Wenn Coachees derartige Aufträge geben, müssen sie jedoch hinreichend über die Grundlagen und Risiken der Künstlichen Intelligenz informiert sein – zum Beispiel darüber, wie ein Large Language Model überhaupt zu Ergebnissen kommt, aber insbesondere auch über die Gefahr, dass die KI manchmal Tatsachen erfindet, die es in Wirklichkeit nicht gibt. Weiterhin ist es für Coachees wichtig zu wissen, wie sie sich bei der Formulierung ihrer Fragen und Aufträge ausdrücken müssen, damit die KI brauchbare Informationen liefert.

  

SETTING 4: KI-Apps als coachingspezifische KI-Chatbots für Coachees

Im Gegensatz zum dritten Setting übernimmt hier ein coachingspezifischer KI-Chatbot (also z.B. pi.ai/talk) die Gesprächsführung, indem er den Coachees lösungsorientierte Fragen stellt, die von den Coachees eingegebenen Antworten zusammenfasst, ihnen Feedback gibt und Lösungen anbietet. In diesem Setting müssen die Coachees selbst die volle Verantwortung übernehmen – zwar nicht für das, was der Bot produziert, sondern für das, was sie von ihm annehmen.
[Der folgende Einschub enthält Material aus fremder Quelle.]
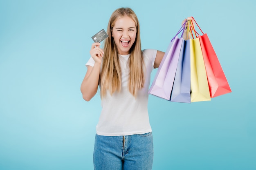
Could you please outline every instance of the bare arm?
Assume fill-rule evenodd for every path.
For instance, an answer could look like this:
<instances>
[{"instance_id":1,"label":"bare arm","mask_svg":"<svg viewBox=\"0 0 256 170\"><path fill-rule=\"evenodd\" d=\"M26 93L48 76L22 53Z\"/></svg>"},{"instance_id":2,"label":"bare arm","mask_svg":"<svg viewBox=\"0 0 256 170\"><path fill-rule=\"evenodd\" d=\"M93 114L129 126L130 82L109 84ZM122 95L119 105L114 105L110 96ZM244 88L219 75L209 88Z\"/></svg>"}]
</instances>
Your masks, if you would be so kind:
<instances>
[{"instance_id":1,"label":"bare arm","mask_svg":"<svg viewBox=\"0 0 256 170\"><path fill-rule=\"evenodd\" d=\"M193 18L191 17L188 17L187 19L185 19L182 22L182 25L183 25L184 24L184 22L187 20L192 20ZM193 21L192 20L192 22ZM184 31L184 38L186 40L186 38L185 35L186 34L186 31L188 31L188 29L186 29ZM190 35L189 35L189 38L190 38ZM155 60L155 63L154 64L154 68L158 68L159 67L159 65L160 65L160 63L161 63L161 61L162 61L162 59L163 59L163 57L164 57L164 52L157 51L157 56Z\"/></svg>"},{"instance_id":2,"label":"bare arm","mask_svg":"<svg viewBox=\"0 0 256 170\"><path fill-rule=\"evenodd\" d=\"M101 65L104 52L99 48L100 44L93 43L90 51L91 56L95 61L93 67L88 66L87 71L81 84L81 90L83 98L90 101L96 94L98 90Z\"/></svg>"},{"instance_id":3,"label":"bare arm","mask_svg":"<svg viewBox=\"0 0 256 170\"><path fill-rule=\"evenodd\" d=\"M157 50L157 56L155 60L155 63L154 64L154 68L158 68L159 67L164 55L164 52Z\"/></svg>"}]
</instances>

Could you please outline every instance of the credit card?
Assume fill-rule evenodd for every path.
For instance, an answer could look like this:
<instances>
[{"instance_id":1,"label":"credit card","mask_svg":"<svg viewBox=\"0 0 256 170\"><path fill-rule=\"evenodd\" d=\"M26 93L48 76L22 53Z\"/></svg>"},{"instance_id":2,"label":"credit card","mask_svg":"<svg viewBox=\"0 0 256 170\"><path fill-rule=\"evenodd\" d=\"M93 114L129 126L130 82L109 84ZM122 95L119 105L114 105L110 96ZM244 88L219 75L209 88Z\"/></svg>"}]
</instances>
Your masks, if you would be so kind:
<instances>
[{"instance_id":1,"label":"credit card","mask_svg":"<svg viewBox=\"0 0 256 170\"><path fill-rule=\"evenodd\" d=\"M108 37L107 33L104 29L100 31L98 33L92 37L92 38L95 42L101 42Z\"/></svg>"}]
</instances>

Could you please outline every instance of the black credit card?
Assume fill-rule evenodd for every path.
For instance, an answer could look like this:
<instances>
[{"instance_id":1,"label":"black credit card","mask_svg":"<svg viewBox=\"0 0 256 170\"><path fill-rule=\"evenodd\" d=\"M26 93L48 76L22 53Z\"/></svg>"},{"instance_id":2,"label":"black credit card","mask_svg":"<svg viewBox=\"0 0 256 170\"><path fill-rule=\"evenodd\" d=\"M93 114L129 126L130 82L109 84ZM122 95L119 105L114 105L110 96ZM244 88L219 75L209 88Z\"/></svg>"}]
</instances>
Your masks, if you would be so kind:
<instances>
[{"instance_id":1,"label":"black credit card","mask_svg":"<svg viewBox=\"0 0 256 170\"><path fill-rule=\"evenodd\" d=\"M107 33L104 29L100 31L98 33L92 37L92 38L95 42L101 42L108 37Z\"/></svg>"}]
</instances>

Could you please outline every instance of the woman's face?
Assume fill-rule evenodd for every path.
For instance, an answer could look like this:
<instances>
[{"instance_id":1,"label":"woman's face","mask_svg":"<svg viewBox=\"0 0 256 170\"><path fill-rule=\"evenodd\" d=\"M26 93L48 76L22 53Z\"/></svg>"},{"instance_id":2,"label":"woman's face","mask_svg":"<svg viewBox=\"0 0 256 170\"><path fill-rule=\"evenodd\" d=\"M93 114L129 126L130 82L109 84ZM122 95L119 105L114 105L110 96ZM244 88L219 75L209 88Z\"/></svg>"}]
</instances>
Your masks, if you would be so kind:
<instances>
[{"instance_id":1,"label":"woman's face","mask_svg":"<svg viewBox=\"0 0 256 170\"><path fill-rule=\"evenodd\" d=\"M118 19L112 31L118 53L126 55L130 53L130 49L135 41L137 30L135 22L132 18L126 16Z\"/></svg>"}]
</instances>

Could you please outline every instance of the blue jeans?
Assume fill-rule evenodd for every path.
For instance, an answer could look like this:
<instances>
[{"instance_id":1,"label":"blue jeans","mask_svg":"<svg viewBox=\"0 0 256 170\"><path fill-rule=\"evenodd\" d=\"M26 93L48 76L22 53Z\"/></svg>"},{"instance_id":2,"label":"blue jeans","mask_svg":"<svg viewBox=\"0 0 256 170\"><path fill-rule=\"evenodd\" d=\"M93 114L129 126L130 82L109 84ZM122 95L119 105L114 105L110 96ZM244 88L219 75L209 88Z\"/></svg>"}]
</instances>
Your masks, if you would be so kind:
<instances>
[{"instance_id":1,"label":"blue jeans","mask_svg":"<svg viewBox=\"0 0 256 170\"><path fill-rule=\"evenodd\" d=\"M153 164L152 132L129 136L96 134L93 163L95 170L150 170Z\"/></svg>"}]
</instances>

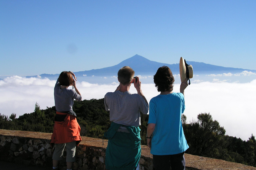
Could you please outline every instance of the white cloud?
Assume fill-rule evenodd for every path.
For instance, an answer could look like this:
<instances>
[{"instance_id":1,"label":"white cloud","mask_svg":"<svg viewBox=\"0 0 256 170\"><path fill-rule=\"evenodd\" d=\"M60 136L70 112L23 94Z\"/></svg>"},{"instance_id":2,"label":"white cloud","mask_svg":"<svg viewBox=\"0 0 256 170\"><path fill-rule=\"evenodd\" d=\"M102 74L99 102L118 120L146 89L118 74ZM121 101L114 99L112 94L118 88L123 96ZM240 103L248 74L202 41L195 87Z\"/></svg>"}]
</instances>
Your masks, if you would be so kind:
<instances>
[{"instance_id":1,"label":"white cloud","mask_svg":"<svg viewBox=\"0 0 256 170\"><path fill-rule=\"evenodd\" d=\"M148 78L146 76L142 76L141 75L138 75L137 76L140 79L145 79Z\"/></svg>"},{"instance_id":2,"label":"white cloud","mask_svg":"<svg viewBox=\"0 0 256 170\"><path fill-rule=\"evenodd\" d=\"M210 113L226 130L226 134L248 140L256 134L256 114L253 107L256 101L256 80L246 83L230 83L215 79L214 82L195 80L185 90L186 109L184 114L189 122L196 120L200 113ZM41 109L54 105L53 88L56 80L14 76L0 80L0 113L17 116L34 111L37 102ZM218 82L218 83L216 83ZM119 84L76 83L84 99L103 98L114 91ZM179 84L174 91L178 92ZM159 93L153 84L142 83L141 89L148 102ZM130 91L137 93L132 85Z\"/></svg>"},{"instance_id":3,"label":"white cloud","mask_svg":"<svg viewBox=\"0 0 256 170\"><path fill-rule=\"evenodd\" d=\"M219 79L214 78L212 80L212 82L213 83L222 83L223 82L226 82L227 80L220 80Z\"/></svg>"},{"instance_id":4,"label":"white cloud","mask_svg":"<svg viewBox=\"0 0 256 170\"><path fill-rule=\"evenodd\" d=\"M239 73L235 74L234 75L236 76L250 76L251 75L256 75L256 73L253 73L251 71L248 71L245 70Z\"/></svg>"},{"instance_id":5,"label":"white cloud","mask_svg":"<svg viewBox=\"0 0 256 170\"><path fill-rule=\"evenodd\" d=\"M217 77L217 76L221 77L222 76L250 76L251 75L256 75L256 73L253 73L253 72L252 72L251 71L248 71L245 70L241 73L237 73L235 74L233 74L231 73L224 73L223 74L211 74L207 75L206 76L212 76L212 77Z\"/></svg>"}]
</instances>

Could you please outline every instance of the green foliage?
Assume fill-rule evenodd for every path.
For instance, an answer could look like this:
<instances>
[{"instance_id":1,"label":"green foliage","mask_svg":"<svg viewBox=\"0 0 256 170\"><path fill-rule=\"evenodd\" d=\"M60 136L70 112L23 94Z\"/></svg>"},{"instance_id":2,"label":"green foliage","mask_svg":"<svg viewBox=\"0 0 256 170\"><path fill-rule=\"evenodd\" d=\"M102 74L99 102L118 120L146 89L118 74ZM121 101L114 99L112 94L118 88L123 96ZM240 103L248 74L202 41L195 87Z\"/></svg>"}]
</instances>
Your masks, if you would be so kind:
<instances>
[{"instance_id":1,"label":"green foliage","mask_svg":"<svg viewBox=\"0 0 256 170\"><path fill-rule=\"evenodd\" d=\"M256 166L256 142L252 134L246 142L225 135L224 128L209 113L200 113L197 119L182 124L189 146L186 153Z\"/></svg>"},{"instance_id":2,"label":"green foliage","mask_svg":"<svg viewBox=\"0 0 256 170\"><path fill-rule=\"evenodd\" d=\"M81 136L102 138L110 126L109 113L105 110L104 99L75 101L73 110L81 128ZM0 113L0 128L52 133L56 111L55 107L41 110L37 103L34 112L16 118ZM247 141L225 135L226 130L209 113L199 114L198 120L187 123L183 114L181 121L189 148L186 153L221 159L256 167L256 140L253 134ZM146 145L148 115L141 113L141 144Z\"/></svg>"}]
</instances>

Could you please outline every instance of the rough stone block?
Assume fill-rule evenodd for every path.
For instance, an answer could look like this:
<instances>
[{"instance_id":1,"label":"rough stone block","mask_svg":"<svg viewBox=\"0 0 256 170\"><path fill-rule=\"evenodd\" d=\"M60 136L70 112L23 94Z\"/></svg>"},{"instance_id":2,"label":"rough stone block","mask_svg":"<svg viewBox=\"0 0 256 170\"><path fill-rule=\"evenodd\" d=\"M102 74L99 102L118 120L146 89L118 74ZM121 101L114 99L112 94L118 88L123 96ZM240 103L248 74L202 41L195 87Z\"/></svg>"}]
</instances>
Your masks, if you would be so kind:
<instances>
[{"instance_id":1,"label":"rough stone block","mask_svg":"<svg viewBox=\"0 0 256 170\"><path fill-rule=\"evenodd\" d=\"M42 141L39 139L35 139L34 140L34 144L38 145L40 143L42 143Z\"/></svg>"},{"instance_id":2,"label":"rough stone block","mask_svg":"<svg viewBox=\"0 0 256 170\"><path fill-rule=\"evenodd\" d=\"M28 142L28 145L29 146L32 146L33 145L33 144L32 143L32 139L30 139Z\"/></svg>"},{"instance_id":3,"label":"rough stone block","mask_svg":"<svg viewBox=\"0 0 256 170\"><path fill-rule=\"evenodd\" d=\"M6 138L6 141L8 142L11 142L12 141L12 138L10 137L7 137L7 138Z\"/></svg>"},{"instance_id":4,"label":"rough stone block","mask_svg":"<svg viewBox=\"0 0 256 170\"><path fill-rule=\"evenodd\" d=\"M16 145L13 143L12 143L11 144L11 147L10 148L10 149L11 150L13 151L13 152L15 152L16 151Z\"/></svg>"},{"instance_id":5,"label":"rough stone block","mask_svg":"<svg viewBox=\"0 0 256 170\"><path fill-rule=\"evenodd\" d=\"M32 146L29 146L28 148L28 150L30 152L31 152L33 151L33 147Z\"/></svg>"},{"instance_id":6,"label":"rough stone block","mask_svg":"<svg viewBox=\"0 0 256 170\"><path fill-rule=\"evenodd\" d=\"M18 139L18 138L17 137L14 137L12 139L12 142L15 144L18 144L20 143L20 142L19 141L19 139Z\"/></svg>"},{"instance_id":7,"label":"rough stone block","mask_svg":"<svg viewBox=\"0 0 256 170\"><path fill-rule=\"evenodd\" d=\"M0 140L1 140L1 141L3 141L3 142L5 142L6 141L6 138L3 136L0 136Z\"/></svg>"},{"instance_id":8,"label":"rough stone block","mask_svg":"<svg viewBox=\"0 0 256 170\"><path fill-rule=\"evenodd\" d=\"M36 159L40 157L40 154L39 152L37 151L34 151L33 152L33 158Z\"/></svg>"}]
</instances>

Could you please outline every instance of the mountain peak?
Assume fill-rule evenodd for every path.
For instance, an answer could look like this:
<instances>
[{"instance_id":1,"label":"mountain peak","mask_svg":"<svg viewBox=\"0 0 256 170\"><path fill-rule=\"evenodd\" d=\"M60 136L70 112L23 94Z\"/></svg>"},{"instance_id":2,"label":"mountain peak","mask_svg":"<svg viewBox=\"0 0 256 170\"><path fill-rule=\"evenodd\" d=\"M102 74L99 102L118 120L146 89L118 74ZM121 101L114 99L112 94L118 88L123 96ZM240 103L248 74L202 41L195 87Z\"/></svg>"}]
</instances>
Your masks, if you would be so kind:
<instances>
[{"instance_id":1,"label":"mountain peak","mask_svg":"<svg viewBox=\"0 0 256 170\"><path fill-rule=\"evenodd\" d=\"M141 55L136 54L130 58L129 58L124 60L119 63L119 64L122 65L125 63L126 64L128 65L134 65L134 64L137 65L136 64L136 63L138 64L141 64L142 62L147 62L149 61L150 61L150 60L148 59L147 59L146 58Z\"/></svg>"}]
</instances>

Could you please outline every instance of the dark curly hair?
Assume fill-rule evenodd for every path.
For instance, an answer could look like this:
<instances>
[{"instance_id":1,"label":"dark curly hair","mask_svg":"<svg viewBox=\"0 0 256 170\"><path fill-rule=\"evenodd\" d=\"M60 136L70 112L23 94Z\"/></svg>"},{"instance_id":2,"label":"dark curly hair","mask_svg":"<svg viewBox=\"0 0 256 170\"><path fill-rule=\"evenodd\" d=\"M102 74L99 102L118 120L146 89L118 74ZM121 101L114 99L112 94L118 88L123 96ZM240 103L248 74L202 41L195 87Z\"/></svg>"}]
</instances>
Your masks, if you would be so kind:
<instances>
[{"instance_id":1,"label":"dark curly hair","mask_svg":"<svg viewBox=\"0 0 256 170\"><path fill-rule=\"evenodd\" d=\"M172 91L174 82L174 78L172 71L167 66L158 68L154 76L154 82L159 92Z\"/></svg>"}]
</instances>

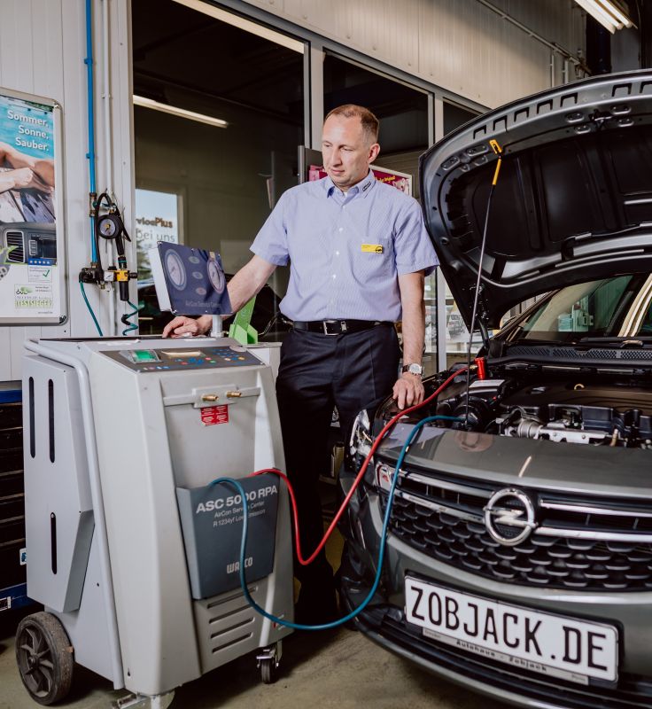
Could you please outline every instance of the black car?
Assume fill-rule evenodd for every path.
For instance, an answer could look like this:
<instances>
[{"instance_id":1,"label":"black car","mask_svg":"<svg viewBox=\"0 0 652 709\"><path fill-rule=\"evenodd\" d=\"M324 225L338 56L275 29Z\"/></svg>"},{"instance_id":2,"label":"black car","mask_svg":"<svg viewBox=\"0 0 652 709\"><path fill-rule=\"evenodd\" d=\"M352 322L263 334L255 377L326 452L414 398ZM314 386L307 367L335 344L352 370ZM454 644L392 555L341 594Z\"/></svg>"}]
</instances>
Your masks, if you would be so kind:
<instances>
[{"instance_id":1,"label":"black car","mask_svg":"<svg viewBox=\"0 0 652 709\"><path fill-rule=\"evenodd\" d=\"M345 493L377 448L342 526L341 597L369 594L391 503L356 619L369 638L521 706L650 707L652 72L480 116L420 174L484 346L382 440L392 401L358 417Z\"/></svg>"}]
</instances>

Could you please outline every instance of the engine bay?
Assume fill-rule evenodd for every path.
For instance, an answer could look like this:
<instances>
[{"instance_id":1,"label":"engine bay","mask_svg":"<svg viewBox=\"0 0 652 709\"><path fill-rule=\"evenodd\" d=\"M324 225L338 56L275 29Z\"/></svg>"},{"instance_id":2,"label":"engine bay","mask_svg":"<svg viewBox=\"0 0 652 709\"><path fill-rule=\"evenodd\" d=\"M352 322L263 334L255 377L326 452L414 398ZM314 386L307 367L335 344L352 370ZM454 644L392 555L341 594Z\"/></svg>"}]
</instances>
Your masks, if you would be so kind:
<instances>
[{"instance_id":1,"label":"engine bay","mask_svg":"<svg viewBox=\"0 0 652 709\"><path fill-rule=\"evenodd\" d=\"M466 381L449 386L431 413L462 419L453 428L501 436L652 449L649 383L489 368L487 374L470 382L468 398Z\"/></svg>"}]
</instances>

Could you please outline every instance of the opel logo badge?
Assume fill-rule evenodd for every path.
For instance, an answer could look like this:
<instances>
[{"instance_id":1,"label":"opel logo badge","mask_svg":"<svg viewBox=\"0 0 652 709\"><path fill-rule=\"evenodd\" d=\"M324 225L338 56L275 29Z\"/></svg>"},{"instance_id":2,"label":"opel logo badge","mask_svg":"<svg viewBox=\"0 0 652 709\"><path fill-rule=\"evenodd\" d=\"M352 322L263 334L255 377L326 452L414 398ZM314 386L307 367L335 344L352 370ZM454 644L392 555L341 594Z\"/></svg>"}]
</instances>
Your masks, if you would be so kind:
<instances>
[{"instance_id":1,"label":"opel logo badge","mask_svg":"<svg viewBox=\"0 0 652 709\"><path fill-rule=\"evenodd\" d=\"M506 547L516 547L537 526L534 505L520 490L506 487L489 498L485 508L485 526L493 539Z\"/></svg>"}]
</instances>

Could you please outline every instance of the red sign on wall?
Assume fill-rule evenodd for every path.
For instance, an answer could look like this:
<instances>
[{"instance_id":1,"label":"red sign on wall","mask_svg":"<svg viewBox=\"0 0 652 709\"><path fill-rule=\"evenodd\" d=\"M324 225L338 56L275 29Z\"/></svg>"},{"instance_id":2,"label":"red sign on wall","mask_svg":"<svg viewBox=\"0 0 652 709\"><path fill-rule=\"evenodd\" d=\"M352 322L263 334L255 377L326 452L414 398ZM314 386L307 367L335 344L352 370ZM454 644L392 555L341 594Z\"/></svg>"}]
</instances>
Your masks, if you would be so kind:
<instances>
[{"instance_id":1,"label":"red sign on wall","mask_svg":"<svg viewBox=\"0 0 652 709\"><path fill-rule=\"evenodd\" d=\"M201 422L205 426L214 426L217 424L229 423L229 407L226 404L221 406L206 406L200 409Z\"/></svg>"}]
</instances>

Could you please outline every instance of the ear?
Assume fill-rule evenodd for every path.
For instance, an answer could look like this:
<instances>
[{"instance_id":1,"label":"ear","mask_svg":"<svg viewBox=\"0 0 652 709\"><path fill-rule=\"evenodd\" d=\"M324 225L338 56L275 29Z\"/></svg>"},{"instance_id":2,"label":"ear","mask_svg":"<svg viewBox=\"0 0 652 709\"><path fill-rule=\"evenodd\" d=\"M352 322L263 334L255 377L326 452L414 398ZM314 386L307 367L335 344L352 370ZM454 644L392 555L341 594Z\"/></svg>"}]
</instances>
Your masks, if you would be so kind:
<instances>
[{"instance_id":1,"label":"ear","mask_svg":"<svg viewBox=\"0 0 652 709\"><path fill-rule=\"evenodd\" d=\"M369 165L375 162L376 159L378 157L379 152L380 152L380 145L377 143L374 143L373 145L369 146L369 155L367 156L367 160L369 161Z\"/></svg>"}]
</instances>

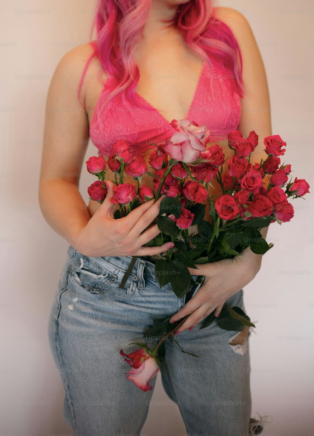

Mit dieser Aufgabe sind viele Coachees allerdings stark überfordert. Aus diesem Grund ist es notwendig bzw. sinnvoll, diese Nutzungsmöglichkeiten im Setting 5 mit dem Dialog zwischen einem menschlichen Coach und dem Coachee zu verbinden.

 

SETTING 5: Coachingspezifische KI-Chatbots im Coach-Coachee-Dialog

Wie bereits betont, ist das vierte Setting an weitreichende Voraussetzungen gebunden. Es ist deshalb sinnvoll, ihre Nutzung für triadisches KI-Coaching in einen Coach-Coachee-Dialog einzubinden. In diesem werden dann die Erfahrungen besprochen und aufgearbeitet, die die Coachees bei der Nutzung einer coachingspezifischen KI-App als Ratgeber oder als Selbstcoaching-Tool gemacht haben. Auf die gleiche Weise können Coaches ihren Coachees auch die Hausaufgabe geben, die nächste Sitzung mithilfe von KI vorzubereiten. Im Gegensatz zum vierten Setting übernehmen bei dieser Nutzungsmöglichkeit allerdings die Coaches die Verantwortung. Sie müssen begründet entscheiden, an welcher Stelle des Coach-Coachee-Dialogs sie den Bot einsetzen und wie sie die Coachees bei der mentalen Auseinandersetzung mit den Äußerungen des Bots begleiten.

 

SETTING 6: Coachingunspezifische KI-Chatbots im Coach-Coachee-Dialog

Analog zum fünften Setting kann man auch coachingunspezifische KI-Ratgeber in den Coach-Coachee-Dialog integrieren.

 

SETTING 7: Triadisches KI-Coaching mit Textbausteinen und Prompt Repositories

 

Diese Möglichkeiten des triadischen KI-Coachings (d.h. Setting fünf und sechs) lassen sich noch weiterentwickeln, indem man GPT mit Textbausteinen ausstattet, die z.B. coaching-diagnostisches Wissen beinhalten und sicherstellen, dass dieses Wissen zu Anwendung kommt. Zudem kann man die Nutzung dieses Wissens auch situationsspezifisch steuern, indem man im Dialog zwischen Coach und Coachee ein sogenanntes Prompt Repository verwendet. Dabei handelt es sich um eine Sammlung von Prompts, an denen sich Coach und Coachee wie an einer Straßenkarte orientieren können, um zu sehen, wo sie sich in ihrem Prozess momentan befinden und welche Entscheidungsmöglichkeiten sich anbieten 

 

Literatur

Clutterbuck, D. (2022). The Future of AI in Coaching. In: S. Greif, H. Möller, W. Scholl, J. Passmore & F. Müller (Eds.) International Handbook of Evidence-Based Coaching (369-380), Wiesbaden: Springer

Ellis-Brush, K. (2021). Augmenting Coaching Practice through digital methods. In: International Journal of Evidence Based Coaching and Mentoring, pp.187-197. DOI: 10.24384/er2p-4857

Kuhl, J. (2010). Lehrbuch der Persönlichkeitspsychologie. Göttingen u.a.: Hogrefe

Terblanche, N. (2020) 'A design framework to create Artificial Intelligence Coaches'. In: International journal of evidence based coaching and mentoring, 18(2), pp.152-165. DOI: 10.24384/b7gs-3h05.